Fig. 3.

The density of serotonin axons (SERT-immunoreactive) in frontoparietal cortex of PCA-lesioned animals and expressed as a percentage of the normal density found in the homologous cortex of intact animals. A, The normally slow reinnervation of cortex by 5-HT axons after PCA administration, as determined in the contralateral cortex of vehicle- and BDNF-infused animals (the two measures were not significantly different at any time point, and were thus collapsed for presentation).
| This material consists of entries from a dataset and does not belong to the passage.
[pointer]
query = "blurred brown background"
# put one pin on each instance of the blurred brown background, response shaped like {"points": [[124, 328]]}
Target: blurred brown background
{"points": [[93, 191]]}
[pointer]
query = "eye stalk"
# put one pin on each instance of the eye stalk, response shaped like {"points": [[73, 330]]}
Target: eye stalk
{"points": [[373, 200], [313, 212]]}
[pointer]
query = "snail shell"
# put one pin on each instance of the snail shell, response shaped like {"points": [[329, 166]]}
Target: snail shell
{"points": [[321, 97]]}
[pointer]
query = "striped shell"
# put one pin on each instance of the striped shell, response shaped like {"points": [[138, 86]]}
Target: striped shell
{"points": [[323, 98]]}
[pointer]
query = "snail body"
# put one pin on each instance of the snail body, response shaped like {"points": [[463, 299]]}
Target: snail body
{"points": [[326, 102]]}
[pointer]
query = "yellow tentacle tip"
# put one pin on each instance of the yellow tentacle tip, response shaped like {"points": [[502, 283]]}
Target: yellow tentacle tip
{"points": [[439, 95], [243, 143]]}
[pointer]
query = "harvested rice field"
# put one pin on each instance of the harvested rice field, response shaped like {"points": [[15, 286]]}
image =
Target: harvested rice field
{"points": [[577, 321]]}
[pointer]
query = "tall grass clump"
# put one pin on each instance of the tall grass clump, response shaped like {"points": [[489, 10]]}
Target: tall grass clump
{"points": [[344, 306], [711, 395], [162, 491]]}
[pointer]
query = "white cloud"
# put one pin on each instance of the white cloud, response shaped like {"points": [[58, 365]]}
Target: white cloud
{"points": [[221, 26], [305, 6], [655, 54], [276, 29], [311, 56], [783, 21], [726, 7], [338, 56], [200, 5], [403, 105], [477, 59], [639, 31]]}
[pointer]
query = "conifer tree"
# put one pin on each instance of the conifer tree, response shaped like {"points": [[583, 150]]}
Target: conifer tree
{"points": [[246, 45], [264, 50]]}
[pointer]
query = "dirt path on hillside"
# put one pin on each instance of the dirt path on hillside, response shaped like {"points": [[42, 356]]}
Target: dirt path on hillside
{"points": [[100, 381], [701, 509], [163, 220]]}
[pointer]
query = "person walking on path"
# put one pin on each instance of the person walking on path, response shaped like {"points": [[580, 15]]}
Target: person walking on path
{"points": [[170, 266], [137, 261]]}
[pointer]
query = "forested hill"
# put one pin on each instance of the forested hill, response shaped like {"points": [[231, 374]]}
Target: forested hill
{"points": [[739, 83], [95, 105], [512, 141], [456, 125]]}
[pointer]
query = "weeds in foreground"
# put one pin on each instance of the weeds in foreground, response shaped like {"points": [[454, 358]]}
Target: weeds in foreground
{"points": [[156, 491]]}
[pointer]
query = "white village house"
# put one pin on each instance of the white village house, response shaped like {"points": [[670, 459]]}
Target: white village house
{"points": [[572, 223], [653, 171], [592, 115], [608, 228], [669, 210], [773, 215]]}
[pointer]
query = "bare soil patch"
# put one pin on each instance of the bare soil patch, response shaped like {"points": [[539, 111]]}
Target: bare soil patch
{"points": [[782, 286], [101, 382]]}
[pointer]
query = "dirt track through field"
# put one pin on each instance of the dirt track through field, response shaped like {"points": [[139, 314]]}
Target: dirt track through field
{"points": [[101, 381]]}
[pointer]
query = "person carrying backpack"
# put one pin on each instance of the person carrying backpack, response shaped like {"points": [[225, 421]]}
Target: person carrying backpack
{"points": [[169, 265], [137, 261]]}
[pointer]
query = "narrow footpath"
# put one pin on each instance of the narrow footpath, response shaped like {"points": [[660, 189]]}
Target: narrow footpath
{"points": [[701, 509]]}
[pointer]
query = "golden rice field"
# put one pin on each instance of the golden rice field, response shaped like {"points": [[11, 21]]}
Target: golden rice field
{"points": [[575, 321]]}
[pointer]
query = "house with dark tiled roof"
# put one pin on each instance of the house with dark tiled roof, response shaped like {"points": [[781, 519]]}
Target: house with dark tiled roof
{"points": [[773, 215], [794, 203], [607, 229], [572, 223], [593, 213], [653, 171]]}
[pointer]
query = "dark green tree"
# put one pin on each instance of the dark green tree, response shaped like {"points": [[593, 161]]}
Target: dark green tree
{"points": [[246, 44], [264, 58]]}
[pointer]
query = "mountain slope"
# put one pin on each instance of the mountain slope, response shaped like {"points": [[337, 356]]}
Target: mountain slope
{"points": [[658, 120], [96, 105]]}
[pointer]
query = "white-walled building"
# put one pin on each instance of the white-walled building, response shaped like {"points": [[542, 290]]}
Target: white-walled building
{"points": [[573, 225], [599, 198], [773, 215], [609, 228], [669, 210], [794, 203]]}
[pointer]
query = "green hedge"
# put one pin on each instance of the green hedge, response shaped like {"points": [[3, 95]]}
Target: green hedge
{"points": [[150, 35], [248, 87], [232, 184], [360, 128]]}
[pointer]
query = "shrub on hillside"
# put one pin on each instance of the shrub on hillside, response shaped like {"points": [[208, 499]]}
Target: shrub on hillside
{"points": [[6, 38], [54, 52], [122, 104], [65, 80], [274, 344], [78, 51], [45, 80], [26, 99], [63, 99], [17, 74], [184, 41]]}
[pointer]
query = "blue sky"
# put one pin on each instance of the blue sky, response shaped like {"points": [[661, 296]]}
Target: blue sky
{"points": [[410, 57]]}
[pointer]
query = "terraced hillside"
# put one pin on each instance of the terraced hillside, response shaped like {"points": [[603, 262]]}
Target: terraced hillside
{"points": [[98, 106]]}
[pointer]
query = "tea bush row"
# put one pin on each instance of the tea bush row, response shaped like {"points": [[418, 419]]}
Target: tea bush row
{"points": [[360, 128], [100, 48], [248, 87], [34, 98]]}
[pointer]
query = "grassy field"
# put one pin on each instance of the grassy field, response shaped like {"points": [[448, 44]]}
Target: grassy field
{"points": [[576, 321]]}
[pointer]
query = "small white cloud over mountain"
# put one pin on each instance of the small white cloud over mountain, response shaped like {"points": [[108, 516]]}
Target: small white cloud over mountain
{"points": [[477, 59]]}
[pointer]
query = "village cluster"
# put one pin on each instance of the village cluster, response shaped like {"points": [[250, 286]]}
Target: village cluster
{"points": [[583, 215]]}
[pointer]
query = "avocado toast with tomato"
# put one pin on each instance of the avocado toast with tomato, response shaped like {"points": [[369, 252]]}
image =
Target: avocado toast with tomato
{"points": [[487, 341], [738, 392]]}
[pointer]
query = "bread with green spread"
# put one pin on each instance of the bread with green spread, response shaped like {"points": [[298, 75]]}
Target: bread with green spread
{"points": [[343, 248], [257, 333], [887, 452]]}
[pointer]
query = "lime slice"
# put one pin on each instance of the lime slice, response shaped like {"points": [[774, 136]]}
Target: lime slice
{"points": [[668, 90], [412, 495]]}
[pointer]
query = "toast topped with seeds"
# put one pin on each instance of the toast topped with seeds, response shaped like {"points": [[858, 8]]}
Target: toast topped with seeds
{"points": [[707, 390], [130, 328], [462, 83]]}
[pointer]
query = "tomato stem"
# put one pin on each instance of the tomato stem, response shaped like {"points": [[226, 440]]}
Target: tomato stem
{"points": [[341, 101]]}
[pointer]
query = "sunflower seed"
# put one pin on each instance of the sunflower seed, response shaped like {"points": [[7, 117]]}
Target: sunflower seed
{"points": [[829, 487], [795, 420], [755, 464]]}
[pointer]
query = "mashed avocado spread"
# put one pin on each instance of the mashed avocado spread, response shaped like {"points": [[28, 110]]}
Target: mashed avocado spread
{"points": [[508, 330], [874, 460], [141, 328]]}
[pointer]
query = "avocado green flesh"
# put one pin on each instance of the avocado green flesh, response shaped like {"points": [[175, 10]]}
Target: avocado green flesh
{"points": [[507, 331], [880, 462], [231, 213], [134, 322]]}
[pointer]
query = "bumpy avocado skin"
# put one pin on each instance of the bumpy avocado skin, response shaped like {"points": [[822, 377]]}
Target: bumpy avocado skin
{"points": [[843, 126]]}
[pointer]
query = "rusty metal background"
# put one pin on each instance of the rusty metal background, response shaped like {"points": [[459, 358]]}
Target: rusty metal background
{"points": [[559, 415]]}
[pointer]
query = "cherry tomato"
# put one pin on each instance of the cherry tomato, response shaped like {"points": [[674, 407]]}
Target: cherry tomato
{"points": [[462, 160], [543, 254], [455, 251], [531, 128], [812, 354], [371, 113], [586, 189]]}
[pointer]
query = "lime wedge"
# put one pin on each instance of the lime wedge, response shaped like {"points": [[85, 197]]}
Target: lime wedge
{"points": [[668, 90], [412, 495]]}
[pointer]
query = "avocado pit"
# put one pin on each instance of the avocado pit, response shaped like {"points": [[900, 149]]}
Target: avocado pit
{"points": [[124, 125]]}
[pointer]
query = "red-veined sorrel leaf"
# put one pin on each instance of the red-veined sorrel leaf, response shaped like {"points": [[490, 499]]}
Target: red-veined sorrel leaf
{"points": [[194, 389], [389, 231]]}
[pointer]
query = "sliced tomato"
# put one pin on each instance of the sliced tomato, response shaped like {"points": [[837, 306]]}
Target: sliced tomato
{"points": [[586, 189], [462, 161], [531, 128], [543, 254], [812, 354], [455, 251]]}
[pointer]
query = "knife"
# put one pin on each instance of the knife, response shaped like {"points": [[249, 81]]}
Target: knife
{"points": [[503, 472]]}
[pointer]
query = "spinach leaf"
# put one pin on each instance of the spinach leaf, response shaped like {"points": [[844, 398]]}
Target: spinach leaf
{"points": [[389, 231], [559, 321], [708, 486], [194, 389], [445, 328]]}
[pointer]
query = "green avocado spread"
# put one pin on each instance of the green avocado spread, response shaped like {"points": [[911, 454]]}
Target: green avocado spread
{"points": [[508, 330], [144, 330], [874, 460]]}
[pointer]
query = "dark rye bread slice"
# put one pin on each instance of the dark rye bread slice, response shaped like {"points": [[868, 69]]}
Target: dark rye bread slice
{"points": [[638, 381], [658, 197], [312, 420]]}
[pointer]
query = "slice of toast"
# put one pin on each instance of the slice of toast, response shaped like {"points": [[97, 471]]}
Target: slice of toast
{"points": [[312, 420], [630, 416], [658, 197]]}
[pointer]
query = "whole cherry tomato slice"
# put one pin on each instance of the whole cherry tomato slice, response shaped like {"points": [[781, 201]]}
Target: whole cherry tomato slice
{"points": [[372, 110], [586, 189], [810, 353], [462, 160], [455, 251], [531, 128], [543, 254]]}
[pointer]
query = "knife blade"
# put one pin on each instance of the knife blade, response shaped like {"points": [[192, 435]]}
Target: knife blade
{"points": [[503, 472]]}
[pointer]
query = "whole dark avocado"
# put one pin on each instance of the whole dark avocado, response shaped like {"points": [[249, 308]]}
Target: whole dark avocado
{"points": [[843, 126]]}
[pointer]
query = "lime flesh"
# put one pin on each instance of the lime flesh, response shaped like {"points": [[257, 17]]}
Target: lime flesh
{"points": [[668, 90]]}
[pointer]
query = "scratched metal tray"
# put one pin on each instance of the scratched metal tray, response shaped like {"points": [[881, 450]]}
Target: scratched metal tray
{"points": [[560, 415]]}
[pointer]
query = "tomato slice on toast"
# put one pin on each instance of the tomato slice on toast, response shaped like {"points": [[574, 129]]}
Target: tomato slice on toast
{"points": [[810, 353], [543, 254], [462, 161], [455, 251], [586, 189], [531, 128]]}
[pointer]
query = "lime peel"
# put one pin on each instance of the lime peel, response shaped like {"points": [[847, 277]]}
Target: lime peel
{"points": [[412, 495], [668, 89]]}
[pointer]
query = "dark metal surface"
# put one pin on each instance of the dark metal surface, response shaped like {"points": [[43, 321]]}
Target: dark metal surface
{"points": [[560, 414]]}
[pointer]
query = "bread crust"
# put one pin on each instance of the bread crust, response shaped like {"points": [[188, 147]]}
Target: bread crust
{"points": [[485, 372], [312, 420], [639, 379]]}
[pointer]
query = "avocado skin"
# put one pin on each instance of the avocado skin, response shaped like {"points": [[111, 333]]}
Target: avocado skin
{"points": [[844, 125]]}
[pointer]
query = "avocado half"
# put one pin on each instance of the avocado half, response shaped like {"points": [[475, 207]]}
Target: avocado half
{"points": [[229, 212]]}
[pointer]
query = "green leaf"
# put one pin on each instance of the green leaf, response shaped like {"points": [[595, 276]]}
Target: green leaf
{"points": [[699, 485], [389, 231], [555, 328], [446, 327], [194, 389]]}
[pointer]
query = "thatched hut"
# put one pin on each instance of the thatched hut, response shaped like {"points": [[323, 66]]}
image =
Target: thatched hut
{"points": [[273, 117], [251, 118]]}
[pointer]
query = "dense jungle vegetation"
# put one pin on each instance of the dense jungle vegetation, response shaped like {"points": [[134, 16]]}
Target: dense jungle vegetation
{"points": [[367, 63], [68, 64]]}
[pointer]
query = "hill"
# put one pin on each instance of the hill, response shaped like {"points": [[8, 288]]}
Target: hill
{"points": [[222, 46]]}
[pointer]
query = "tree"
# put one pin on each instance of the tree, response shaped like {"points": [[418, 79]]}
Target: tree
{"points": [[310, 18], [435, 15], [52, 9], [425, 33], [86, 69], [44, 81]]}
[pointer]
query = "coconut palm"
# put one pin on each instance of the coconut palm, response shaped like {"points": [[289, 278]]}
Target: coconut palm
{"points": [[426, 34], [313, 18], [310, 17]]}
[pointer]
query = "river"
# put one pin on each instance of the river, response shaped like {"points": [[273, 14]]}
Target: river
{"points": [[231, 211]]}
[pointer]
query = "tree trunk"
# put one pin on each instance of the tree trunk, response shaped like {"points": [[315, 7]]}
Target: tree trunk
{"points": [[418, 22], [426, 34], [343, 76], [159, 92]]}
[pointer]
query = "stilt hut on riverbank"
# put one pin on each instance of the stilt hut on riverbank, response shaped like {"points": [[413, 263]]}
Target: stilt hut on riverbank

B,Effects of vehicle or BDNF infusions (12 μg/d) on PCA-lesioned 5-HT axons (measured locally at the infusion site), as investigated in the following treatment paradigms: Protection (protocol, Fig.1C; leftmost set of histograms); Sprouting (protocol, Fig. 1D) where 2 week BDNF infusions were initiated at 4 d or 4 weeks after PCA administration (center two sets of histograms, respectively); and Persistence of sprouted axons (protocol, Fig. 1E) at 5 weeks after terminating the BDNF infusion (rightmost set of histograms). Gray histogram bars, The contralateral cortex of vehicle- and BDNF-infused animals (the two values were not significantly different in any treatment paradigm, and were thus pooled); white bars,vehicle infusion in the ipsilateral (right) cortex; black bars, BDNF infusion. In all treatment paradigms, the 5-HT axon density was higher in the BDNF-infused cortex relative to the vehicle-infused and contralateral cortex (ANOVA followed by the Newman–Keuls multiple range test, p < 0.05), whereas the control conditions did not differ significantly (p > 0.05).